Mahomet sent a message to Galata insisting that the Genoese should prevent help being sent clandestinely to the city.
Proclaims three days of plunder.
He caused his heralds to proclaim through the camp that his soldiers would be allowed to sack the city during three days: to announce that the sultan swore by the everlasting God, by the four thousand prophets, by Mahomet, by the soul of his father, and by his children, that the whole population, men, women, and children, all the treasure and whatever was found in the city should be given up freely by him to his warriors. The proclamation was received with tumultuous expressions of triumph.[381] ‘If you had heard the shouts raised to heaven with the cry, ‘There is one God, and Mahomet is his prophet,’ you would indeed have marvelled,’ adds Leonard.
No attempt was made on the Saturday, Sunday, or Monday to capture the city, but the guns were steadily pounding away during all these three days.
On Sunday the great cannon fired three times at the stockade, and at the third shot a portion of it came down. According to the Muscovite, Justiniani was wounded by a splinter from the ball and had to be led or carried into the city. He, however, recovered during the night and superintended once more the repairs of the walls.[382]

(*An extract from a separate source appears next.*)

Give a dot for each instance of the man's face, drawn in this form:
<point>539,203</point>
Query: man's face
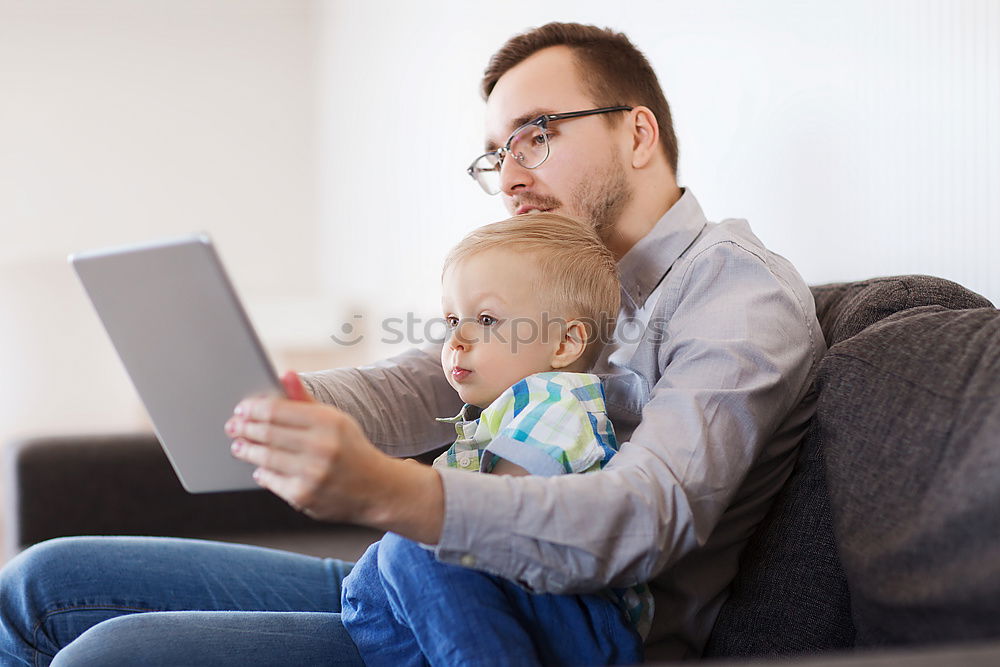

On the Sunday also every Turk was busy in completing preparations for the final attack.[383] Every man had been ordered under pain of death to be at his post.
The Turks were observed to be fetching earth, crates of vine-cuttings and other materials to level a passage across the foss, making scaling-ladders, and generally to be bringing forward all the engines for assault. When the sun set, fires and torches were lighted as on the previous night. The illuminations were accompanied by such terrible shouts that Barbaro, with not unnatural exaggeration, asserts that they were heard across the Bosporus. The soldiers, in high spirits at the thought of the coming attack, were once more feasting, after their day’s fast. The besieged, hearing the shouts, the sound of the trumpets and guitars, of pipes, fifes, and drums, and the usual din, ran to the walls, for the illumination was so great that they were in hopes that the fires were devouring tents and provisions; but, says Ducas, when they recognised that there was no alarm among their enemies, they could only pray to be delivered from the imminent danger. The illuminations continued until midnight, and then, more suddenly than they had appeared, the fires were extinguished and the camp was left in complete obscurity.
The leaders on both sides had now but few final arrangements to make for attack or for defence. The sultan, as usual, personally superintended the making of those on the Turkish side.
On Monday morning Mahomet accompanied by a large following of horsemen, which Barbaro estimates at about ten thousand, rode over to the Double Columns and arranged for the co-operation of the fleet while the general bombardment and attack were being made by the rest of his forces.[384] Admiral Hamoud, the successor of Baltoglu, was to spread out his ships on the Marmora side from St. Eugenius Gate to that of Psamatia, to prepare to enter the city by scaling-ladders from the ships, if entrance were possible, and at all events by his preparations and feigned attacks to draw off as many men as possible from the defence of the landward walls.[385]
Mahomet returned in the afternoon from the Double Columns. On the same day, and possibly on his return, the sultan summoned to him the heads of the Genoese community in Galata and confirmed the strict injunction he had already given them that on no account were they to render aid to the Greeks.[386]